A long silence followed. Maggy and the stranger looked at each other. Words had evidently failed him. Maggy did not have much use for words these days.

The stranger turned and walked away. She would never learn what he wanted.

Maggy bent down and picked up the arm. It was only bone now, pocked with mossy green growths that may have once been flesh. Once upon a time she had held it fondly before placing it gently back into the bag. Now, she unceremoniously jammed it back in place and wound the bag shut. It gave the impression of a fat toad closing its jaws over a satisfying meal.

Maggy went home.

It was only just past sundown, but there was a good chance Mama would be sleeping. Maggy opened the front door slowly, spacing out the obnoxious creaks. Someday, they would oil those hinges. Still holding her portrait under her armpit, she waddled through the kitchen and into her cramped bedroom. Even though she rarely cooked, Mama insisted on keeping the stuffy upstairs room to herself, where Grandmama had lived and died. Maggy’s bedroom was larger, but it was filled with paintings.

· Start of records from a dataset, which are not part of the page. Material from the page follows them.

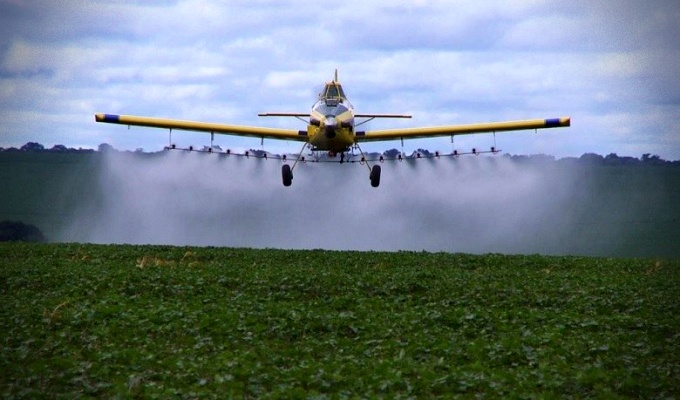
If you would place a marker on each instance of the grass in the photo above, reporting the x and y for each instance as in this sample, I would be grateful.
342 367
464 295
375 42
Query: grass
158 322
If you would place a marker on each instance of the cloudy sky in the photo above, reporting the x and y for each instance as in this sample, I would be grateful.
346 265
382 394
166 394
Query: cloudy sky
613 66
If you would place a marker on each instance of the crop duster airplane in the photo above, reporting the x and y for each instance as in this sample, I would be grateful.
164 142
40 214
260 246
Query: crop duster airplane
331 127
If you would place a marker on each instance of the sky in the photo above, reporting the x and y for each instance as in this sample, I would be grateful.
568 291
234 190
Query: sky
612 66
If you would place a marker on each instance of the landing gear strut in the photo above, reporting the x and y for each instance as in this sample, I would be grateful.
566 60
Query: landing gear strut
287 175
375 176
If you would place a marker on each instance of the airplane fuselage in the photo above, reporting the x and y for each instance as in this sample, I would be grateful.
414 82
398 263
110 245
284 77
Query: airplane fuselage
331 125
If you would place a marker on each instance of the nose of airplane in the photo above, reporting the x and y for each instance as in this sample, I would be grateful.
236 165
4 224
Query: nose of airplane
329 127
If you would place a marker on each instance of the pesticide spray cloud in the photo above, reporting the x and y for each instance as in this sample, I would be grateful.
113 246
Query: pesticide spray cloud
469 204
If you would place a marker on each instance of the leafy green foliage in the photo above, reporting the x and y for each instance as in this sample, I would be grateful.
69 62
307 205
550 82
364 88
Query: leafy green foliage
159 322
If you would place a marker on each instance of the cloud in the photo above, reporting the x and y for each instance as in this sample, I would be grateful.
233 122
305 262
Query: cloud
442 62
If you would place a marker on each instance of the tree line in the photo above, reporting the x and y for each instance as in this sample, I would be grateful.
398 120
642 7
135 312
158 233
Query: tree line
611 159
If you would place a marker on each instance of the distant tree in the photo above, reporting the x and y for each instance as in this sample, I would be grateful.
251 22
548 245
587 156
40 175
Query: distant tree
592 158
32 146
647 158
13 231
105 147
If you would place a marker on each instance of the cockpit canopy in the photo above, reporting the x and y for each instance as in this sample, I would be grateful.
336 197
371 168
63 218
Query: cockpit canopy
333 90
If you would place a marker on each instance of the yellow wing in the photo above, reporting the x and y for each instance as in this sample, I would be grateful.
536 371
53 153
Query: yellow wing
239 130
450 130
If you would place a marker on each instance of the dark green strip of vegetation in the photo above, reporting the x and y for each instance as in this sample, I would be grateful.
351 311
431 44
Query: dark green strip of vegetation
160 322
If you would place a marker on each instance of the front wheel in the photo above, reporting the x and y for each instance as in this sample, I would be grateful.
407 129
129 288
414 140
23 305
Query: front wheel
375 176
287 175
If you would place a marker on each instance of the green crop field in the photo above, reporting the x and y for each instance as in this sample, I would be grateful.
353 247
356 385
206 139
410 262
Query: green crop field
165 322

Everywhere she looked, Tomas Vellenorn stared back at her, drawn and worn down, poorly attempting to look imperious. There were no imaginings of his beautiful youth, nor copies of his older work modeling for Matilda Savorre back before Maggy was born. There were attempts at different angles, and many different idle plays with color, but they were all the same man, staring out at her, trying above all to maintain his dignity.

Maggy set Papa Tom in the one free corner, then lay the new portrait against a stack of long dried twins. From under her tiny cot, she drew a sheaf of pasteboard and her charcoals. She sat on her cot, charcoal in hand, pasteboard in her lap, and looked at her father. Faintly, she could hear Mama snoring, as ages ago she could hear her grandmama’s moans.

Maggy turned her face away, down at the pasteboard. She began to sketch the outline of a tall man in black, beautiful and terrified, being drawn like a fly into a fat toad’s mouth. The toad looked very satisfied.